In the past, reductionist approaches have dominated in rhizosphere research, i.e. the study of individual components in isolation or simplified model approaches. For the study of a complex system like the rhizosphere this is not appropriate as novel information generated by interactions is not captured. The Priority Programme 2089 is motivated by the necessity to bring together the different aspects, processes and scales of rhizosphere research under a common framework in order to utilize this knowledge for improving our understanding of resilience in agricultural systems.
The main knowledge-gaps in rhizosphere research are related to the difficulty in mechanistically linking the physical, chemical and biological processes, taking place at different scales in the rhizosphere and then upscaling them to the scale of the root system and the soil profile. The key for overcoming these knowledge gaps is linking the spatial arrangement of the different interconnected components of the rhizosphere and their temporal dynamics. We suggest that this can be fulfilled best by moving to a system approach applying the tools and principles of self-organisation.
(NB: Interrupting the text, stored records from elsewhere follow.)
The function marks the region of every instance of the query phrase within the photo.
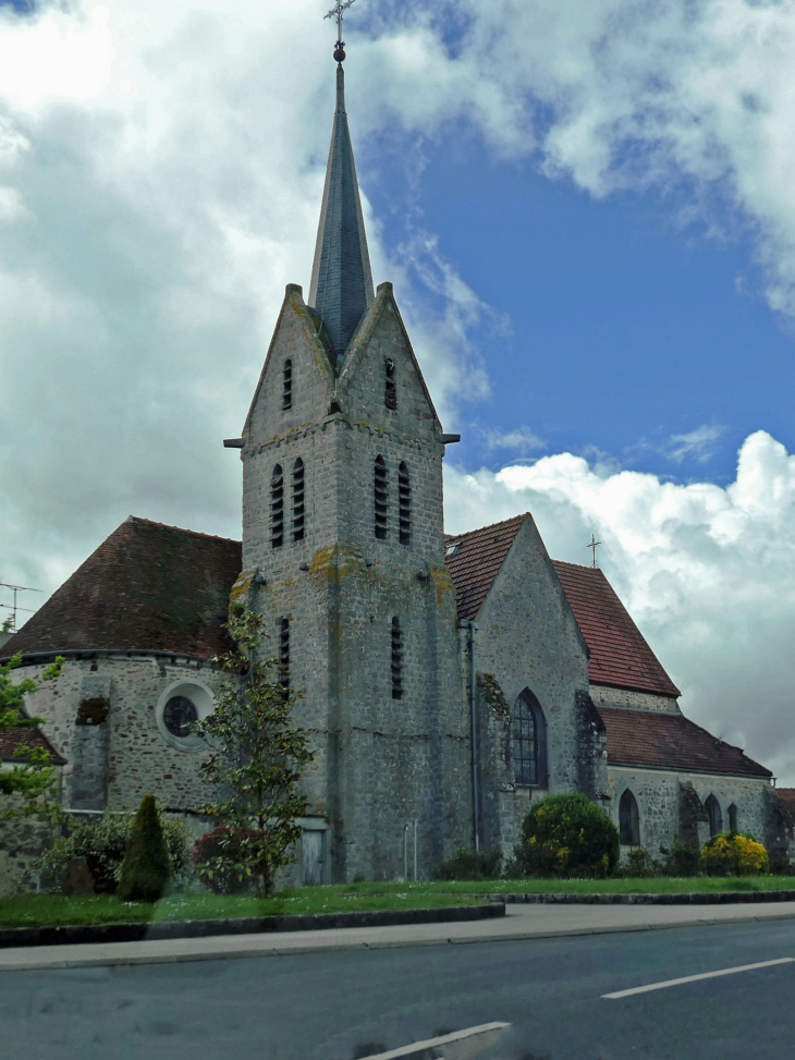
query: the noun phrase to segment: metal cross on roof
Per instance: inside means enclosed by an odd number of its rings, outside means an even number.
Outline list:
[[[344,0],[344,2],[343,0],[337,0],[331,11],[327,15],[323,15],[323,19],[337,19],[337,51],[334,52],[334,59],[338,62],[342,62],[342,59],[345,58],[345,52],[343,51],[345,41],[342,39],[342,16],[353,2],[354,0]],[[338,58],[338,53],[342,56],[342,59]]]
[[[596,570],[596,565],[597,565],[597,562],[596,562],[596,550],[599,548],[600,545],[601,545],[601,541],[598,541],[596,539],[596,534],[591,534],[590,535],[590,541],[585,546],[586,548],[590,548],[590,549],[594,550],[594,562],[591,563],[591,566],[595,570]]]

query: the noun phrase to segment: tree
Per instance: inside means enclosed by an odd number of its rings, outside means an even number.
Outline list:
[[[117,895],[123,902],[157,902],[170,876],[171,858],[157,802],[154,795],[144,795],[130,833]]]
[[[44,718],[28,717],[25,712],[25,696],[38,691],[45,681],[59,677],[65,661],[58,656],[44,671],[40,681],[24,678],[16,684],[11,680],[11,674],[22,666],[22,654],[17,653],[8,662],[0,663],[0,734],[20,730],[22,736],[25,730],[44,723]],[[49,752],[45,747],[28,746],[23,738],[14,747],[14,757],[19,759],[19,765],[0,772],[0,795],[9,802],[13,801],[13,805],[7,805],[0,812],[0,817],[35,815],[52,820],[58,811],[48,795],[56,785],[57,769]]]
[[[233,608],[228,629],[236,650],[217,659],[231,680],[216,695],[213,712],[192,728],[209,740],[201,773],[219,793],[205,813],[223,818],[236,833],[227,845],[230,856],[224,861],[217,855],[205,875],[220,870],[222,861],[228,872],[232,860],[238,878],[267,894],[301,838],[298,818],[307,800],[298,794],[298,782],[315,756],[307,733],[293,726],[299,694],[288,689],[276,660],[262,659],[262,625],[261,616],[240,605]]]

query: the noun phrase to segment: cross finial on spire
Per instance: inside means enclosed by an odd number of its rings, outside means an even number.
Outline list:
[[[596,570],[596,566],[597,566],[596,550],[599,548],[600,545],[601,545],[601,541],[598,541],[596,539],[596,534],[591,534],[590,535],[590,541],[585,546],[586,548],[590,548],[590,549],[594,550],[594,562],[590,564],[594,568],[594,570]]]
[[[345,58],[345,41],[342,39],[342,16],[351,7],[354,0],[337,0],[334,7],[323,19],[337,19],[337,48],[334,48],[334,59],[342,62]]]

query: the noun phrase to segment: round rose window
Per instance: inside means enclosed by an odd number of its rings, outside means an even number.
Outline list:
[[[187,696],[172,696],[163,707],[163,723],[173,736],[189,736],[193,721],[198,711]]]

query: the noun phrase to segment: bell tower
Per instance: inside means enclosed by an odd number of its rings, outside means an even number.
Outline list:
[[[339,5],[338,5],[339,7]],[[289,284],[245,423],[234,595],[303,693],[325,878],[420,875],[472,834],[442,432],[392,285],[372,290],[338,41],[308,304]],[[413,851],[412,851],[413,855]],[[413,860],[413,857],[412,857]]]

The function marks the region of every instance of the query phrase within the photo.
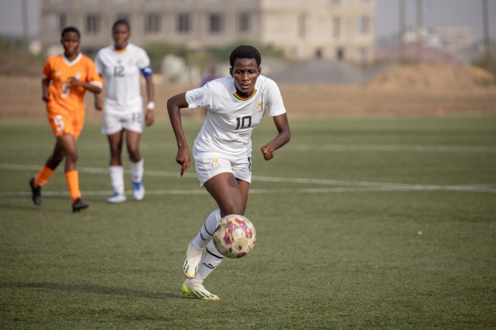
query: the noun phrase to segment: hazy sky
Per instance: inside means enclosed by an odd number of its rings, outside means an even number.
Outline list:
[[[305,1],[306,0],[301,0]],[[346,0],[345,0],[346,1]],[[482,36],[482,0],[423,0],[424,21],[427,27],[465,26]],[[38,33],[39,0],[27,0],[30,35]],[[397,33],[399,0],[376,0],[375,35],[387,37]],[[416,0],[406,0],[407,24],[415,22]],[[490,33],[496,39],[496,0],[489,0]],[[22,33],[20,0],[0,0],[0,34]]]

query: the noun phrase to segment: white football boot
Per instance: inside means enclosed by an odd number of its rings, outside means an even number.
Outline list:
[[[125,203],[127,201],[125,195],[114,193],[114,195],[107,199],[107,202],[113,204]]]
[[[145,197],[145,187],[143,182],[132,183],[132,198],[135,201],[142,201]]]
[[[183,263],[183,273],[188,278],[194,278],[194,276],[196,275],[198,265],[200,264],[201,255],[203,253],[203,250],[198,250],[193,247],[191,244],[193,240],[191,240],[188,244],[186,256],[185,257],[185,261]]]
[[[183,283],[183,287],[181,288],[183,293],[186,293],[198,299],[218,300],[220,299],[218,296],[208,292],[203,284],[199,283],[193,283],[188,279],[185,280],[184,283]]]

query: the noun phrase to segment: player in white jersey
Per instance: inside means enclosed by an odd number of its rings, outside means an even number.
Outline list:
[[[188,170],[190,158],[181,109],[207,109],[205,122],[194,141],[193,155],[200,186],[205,187],[219,208],[207,218],[189,243],[183,266],[187,277],[183,284],[183,292],[198,299],[219,299],[203,285],[203,280],[223,258],[214,245],[212,234],[221,218],[245,213],[251,180],[250,138],[267,107],[279,134],[260,148],[265,160],[272,159],[274,151],[291,138],[281,93],[273,81],[260,75],[261,61],[254,47],[239,46],[229,57],[231,77],[213,80],[200,88],[176,95],[167,102],[178,143],[176,161],[181,165],[181,176]]]
[[[153,123],[155,109],[154,86],[150,58],[144,50],[129,42],[130,28],[124,20],[112,27],[114,45],[101,49],[95,58],[97,70],[107,76],[105,105],[95,97],[95,107],[104,108],[102,132],[108,137],[110,144],[110,181],[114,195],[108,199],[112,203],[123,203],[124,169],[121,152],[124,132],[129,153],[132,181],[133,197],[140,201],[145,195],[143,186],[143,159],[139,152],[139,139],[143,131],[143,99],[140,88],[140,74],[146,81],[148,104],[145,122]]]

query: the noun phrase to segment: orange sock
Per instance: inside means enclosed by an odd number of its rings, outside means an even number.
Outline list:
[[[44,165],[40,171],[35,175],[34,182],[33,182],[34,187],[38,188],[38,186],[44,186],[46,184],[47,182],[48,182],[48,179],[54,174],[54,171],[53,169],[46,165]]]
[[[67,185],[69,187],[70,199],[72,203],[74,203],[78,198],[81,198],[81,192],[79,191],[79,177],[77,170],[74,169],[65,172],[65,180],[67,180]]]

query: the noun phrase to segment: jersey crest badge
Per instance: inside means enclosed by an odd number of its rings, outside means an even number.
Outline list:
[[[220,167],[220,163],[217,160],[217,157],[212,159],[212,167],[213,168],[218,168]]]
[[[256,106],[256,108],[255,109],[255,110],[256,111],[256,112],[262,112],[262,110],[263,109],[262,108],[262,106],[263,105],[263,102],[260,101],[259,102],[258,102],[258,105]]]

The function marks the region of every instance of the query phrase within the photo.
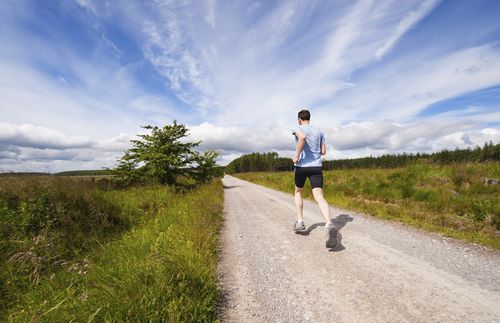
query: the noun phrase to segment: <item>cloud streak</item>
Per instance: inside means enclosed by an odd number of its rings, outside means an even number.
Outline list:
[[[290,155],[301,107],[330,158],[497,142],[496,105],[473,98],[500,85],[498,10],[438,0],[5,1],[0,168],[109,166],[140,126],[174,119],[221,162]],[[461,96],[472,99],[428,110]]]

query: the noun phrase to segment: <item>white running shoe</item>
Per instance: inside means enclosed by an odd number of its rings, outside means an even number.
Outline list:
[[[306,231],[306,225],[304,224],[304,221],[300,220],[295,221],[293,231],[295,231],[296,233]]]
[[[335,226],[333,225],[332,222],[328,222],[326,225],[325,225],[325,229],[326,229],[326,243],[325,243],[325,246],[329,249],[333,249],[337,246],[337,229],[335,228]]]

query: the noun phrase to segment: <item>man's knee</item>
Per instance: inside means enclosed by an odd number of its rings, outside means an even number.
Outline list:
[[[324,199],[323,197],[323,189],[320,188],[320,187],[315,187],[313,188],[313,196],[314,196],[314,199],[316,200],[316,202],[319,202],[321,200]]]

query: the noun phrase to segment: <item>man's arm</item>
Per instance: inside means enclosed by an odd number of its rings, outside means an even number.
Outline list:
[[[321,155],[326,155],[326,144],[324,142],[321,143]]]
[[[297,148],[295,149],[295,156],[293,156],[293,162],[299,161],[300,153],[304,150],[304,144],[306,143],[306,135],[302,131],[296,131],[295,136],[297,137]]]

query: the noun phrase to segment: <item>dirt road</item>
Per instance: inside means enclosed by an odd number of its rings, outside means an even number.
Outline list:
[[[331,208],[341,244],[291,194],[223,179],[219,284],[226,322],[500,322],[500,253]]]

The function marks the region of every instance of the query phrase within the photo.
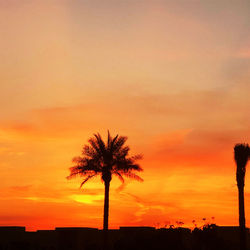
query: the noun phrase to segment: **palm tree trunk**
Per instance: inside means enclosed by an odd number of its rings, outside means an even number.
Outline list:
[[[105,181],[104,215],[103,215],[103,249],[108,249],[108,218],[109,218],[109,185],[110,181]]]
[[[245,225],[245,205],[244,205],[244,186],[239,187],[239,225],[240,225],[240,250],[246,250],[246,225]]]

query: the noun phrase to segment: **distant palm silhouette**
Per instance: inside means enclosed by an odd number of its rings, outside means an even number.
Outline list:
[[[128,156],[130,148],[125,146],[127,137],[116,135],[111,137],[108,131],[107,142],[105,143],[101,135],[94,134],[94,137],[88,140],[90,145],[83,147],[82,156],[73,158],[75,166],[70,168],[71,179],[76,176],[84,177],[81,186],[89,179],[101,175],[101,179],[105,185],[104,198],[104,216],[103,230],[108,230],[109,217],[109,187],[112,175],[116,175],[122,182],[125,177],[129,177],[138,181],[143,181],[141,177],[136,175],[135,171],[142,171],[140,165],[136,162],[142,158],[141,155]]]
[[[234,159],[237,165],[236,180],[239,193],[239,225],[240,225],[240,249],[246,250],[246,226],[245,226],[245,205],[244,185],[246,165],[250,149],[248,144],[236,144],[234,147]]]

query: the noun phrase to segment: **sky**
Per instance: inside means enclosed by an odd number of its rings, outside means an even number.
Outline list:
[[[102,228],[100,178],[66,176],[108,129],[144,156],[143,183],[112,179],[111,228],[238,224],[249,1],[0,0],[0,58],[0,226]]]

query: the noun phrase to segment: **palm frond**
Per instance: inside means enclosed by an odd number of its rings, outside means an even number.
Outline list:
[[[92,174],[92,175],[89,175],[80,185],[80,188],[82,188],[82,186],[91,178],[95,177],[96,174]]]
[[[116,175],[122,183],[125,182],[124,178],[118,171],[114,171],[113,174]]]
[[[128,138],[126,136],[119,136],[113,143],[113,152],[118,152],[127,141],[127,139]]]

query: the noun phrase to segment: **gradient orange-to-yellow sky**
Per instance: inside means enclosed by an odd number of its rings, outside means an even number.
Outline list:
[[[111,183],[111,228],[237,225],[249,10],[243,0],[0,0],[0,226],[101,228],[100,179],[79,190],[65,177],[107,129],[144,155],[143,183]]]

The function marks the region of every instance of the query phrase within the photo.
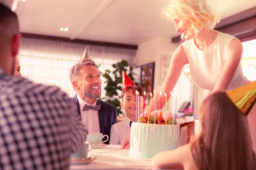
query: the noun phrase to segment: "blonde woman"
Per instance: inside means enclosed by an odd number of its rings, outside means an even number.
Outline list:
[[[202,131],[193,143],[159,153],[151,165],[184,170],[254,170],[256,159],[245,114],[225,92],[213,93],[201,105]]]
[[[174,23],[185,41],[172,55],[166,76],[155,95],[157,101],[160,101],[160,91],[172,91],[184,65],[189,63],[193,82],[210,91],[229,91],[250,83],[240,65],[243,53],[241,42],[232,35],[213,29],[220,20],[207,0],[172,0],[163,13]],[[167,93],[168,99],[170,96]],[[153,98],[151,102],[151,110],[155,99]],[[155,108],[159,110],[160,104],[156,103]],[[162,105],[164,104],[162,100]],[[255,105],[247,117],[256,147]],[[129,148],[129,140],[127,138],[123,141],[122,148]]]

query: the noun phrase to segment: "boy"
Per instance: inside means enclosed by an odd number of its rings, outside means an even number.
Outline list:
[[[146,106],[145,104],[143,106],[143,93],[145,90],[140,86],[136,86],[123,71],[123,90],[120,105],[125,110],[127,116],[124,120],[112,125],[110,133],[110,144],[121,144],[122,140],[130,135],[131,123],[136,120],[136,90],[140,93],[138,108],[139,112],[140,113],[143,107]]]

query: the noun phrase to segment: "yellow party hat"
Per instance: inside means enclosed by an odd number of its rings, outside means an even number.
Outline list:
[[[234,104],[247,115],[256,102],[256,82],[227,93]]]

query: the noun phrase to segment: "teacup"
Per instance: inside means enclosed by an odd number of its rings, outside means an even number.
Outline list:
[[[86,142],[79,150],[71,154],[70,159],[72,160],[82,159],[86,156],[89,151],[91,149],[92,145],[88,142]]]
[[[102,141],[104,137],[107,136],[107,140]],[[86,141],[89,142],[92,144],[99,144],[108,141],[108,136],[107,135],[103,135],[102,133],[89,133],[87,135]]]

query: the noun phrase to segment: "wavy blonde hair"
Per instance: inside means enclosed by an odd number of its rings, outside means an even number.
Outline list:
[[[213,29],[220,22],[207,0],[172,0],[162,14],[172,21],[175,19],[189,21],[191,27],[189,31],[196,35],[203,30]]]

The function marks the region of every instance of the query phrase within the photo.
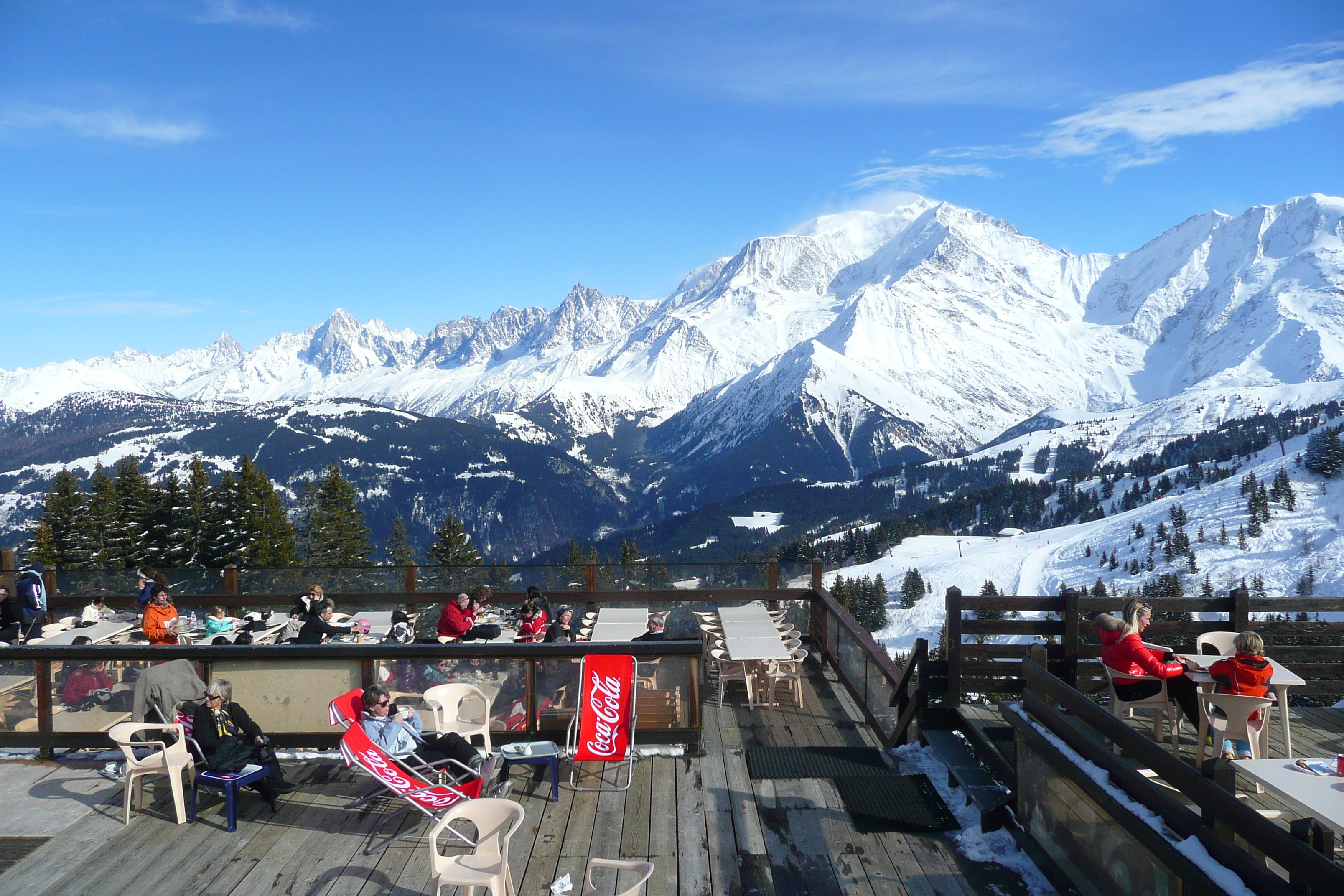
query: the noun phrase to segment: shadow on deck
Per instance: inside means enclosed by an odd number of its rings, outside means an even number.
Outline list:
[[[749,778],[743,747],[880,747],[829,670],[810,665],[802,709],[749,709],[739,692],[730,701],[722,711],[715,701],[702,708],[703,756],[644,759],[626,793],[562,789],[552,803],[550,780],[516,767],[511,798],[527,811],[509,849],[519,893],[548,896],[548,884],[569,873],[577,896],[591,856],[655,862],[648,896],[1027,892],[1004,868],[960,856],[948,836],[856,833],[828,779]],[[66,827],[0,881],[7,892],[32,896],[427,892],[425,844],[363,854],[382,815],[344,806],[367,791],[364,780],[329,760],[286,766],[300,790],[282,798],[274,815],[245,795],[235,834],[223,829],[218,798],[204,802],[196,823],[173,823],[164,786],[153,791],[152,809],[124,826],[118,790],[113,802]],[[597,883],[612,893],[618,881]]]

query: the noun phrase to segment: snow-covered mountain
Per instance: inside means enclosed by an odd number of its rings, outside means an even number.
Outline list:
[[[105,390],[359,398],[573,445],[612,477],[636,455],[664,458],[655,492],[703,502],[970,450],[1047,407],[1344,391],[1341,363],[1344,199],[1199,215],[1114,257],[1071,255],[919,199],[754,239],[660,301],[575,286],[551,312],[505,306],[427,334],[337,310],[250,352],[222,336],[161,360],[126,349],[0,372],[0,404],[31,412]],[[630,426],[644,435],[621,437]],[[751,473],[710,486],[702,469]],[[660,476],[650,467],[636,485]]]

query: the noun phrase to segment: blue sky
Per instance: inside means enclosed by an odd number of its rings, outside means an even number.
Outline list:
[[[656,298],[907,189],[1078,253],[1344,195],[1344,4],[0,3],[4,368]]]

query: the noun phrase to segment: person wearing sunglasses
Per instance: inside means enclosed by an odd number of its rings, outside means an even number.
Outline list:
[[[1144,629],[1152,622],[1153,609],[1142,600],[1125,603],[1118,629],[1098,626],[1101,661],[1116,672],[1150,678],[1114,678],[1116,696],[1125,701],[1145,700],[1163,689],[1180,707],[1185,720],[1199,724],[1199,697],[1195,680],[1185,674],[1185,666],[1176,662],[1171,650],[1154,649],[1144,643]]]
[[[394,708],[391,695],[376,685],[364,690],[362,727],[368,739],[388,756],[415,754],[430,763],[453,759],[473,770],[484,760],[476,747],[460,733],[449,731],[426,735],[419,713],[410,707]]]
[[[206,754],[211,768],[218,764],[211,760],[224,752],[245,763],[267,766],[270,778],[262,778],[253,787],[269,803],[276,802],[276,794],[288,794],[297,787],[285,780],[276,751],[269,750],[270,742],[262,733],[261,725],[253,721],[246,709],[234,703],[234,685],[224,678],[215,678],[206,686],[206,697],[192,717],[192,737],[200,744],[200,751]]]

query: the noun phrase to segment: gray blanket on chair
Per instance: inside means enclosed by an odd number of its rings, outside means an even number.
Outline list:
[[[196,674],[191,660],[172,660],[157,666],[149,666],[136,680],[136,696],[130,707],[130,717],[136,721],[159,721],[145,719],[151,705],[157,705],[168,721],[173,711],[184,700],[200,700],[206,696],[206,682]]]

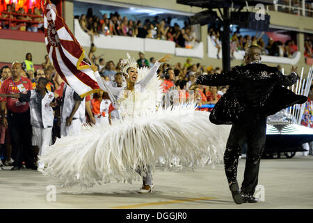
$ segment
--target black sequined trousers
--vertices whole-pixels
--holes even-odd
[[[253,195],[257,185],[261,157],[265,147],[266,116],[255,112],[245,112],[230,130],[224,167],[229,185],[236,183],[238,159],[245,141],[248,143],[247,157],[241,192]]]

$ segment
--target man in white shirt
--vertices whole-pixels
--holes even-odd
[[[81,97],[67,84],[61,100],[61,136],[77,134],[85,120],[85,98]]]

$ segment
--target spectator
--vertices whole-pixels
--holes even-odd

It is the objective of the PP to identify spatiotemporal patterns in the rhizosphere arising from a cascade of feedback loops between root, microbiome and soil. Such patterns have only recently become accessible at the relevant scales. Rhizosphere 2D and 3D parameter patterns will be measured over time by combining the most recent developments in soil physics and chemistry with those in microbiome research and plant genomics/physiology. For superposition of data, pattern recognition and deciphering mechanistic understanding the PP will take advantage from developments in other disciplines and extend the existing modelling approaches ranging from single root to root system scale. Hypotheses will be tested by investigating the response of the system to a number of drivers, which relate directly to basic system components, but also to anticipated risks for agricultural systems.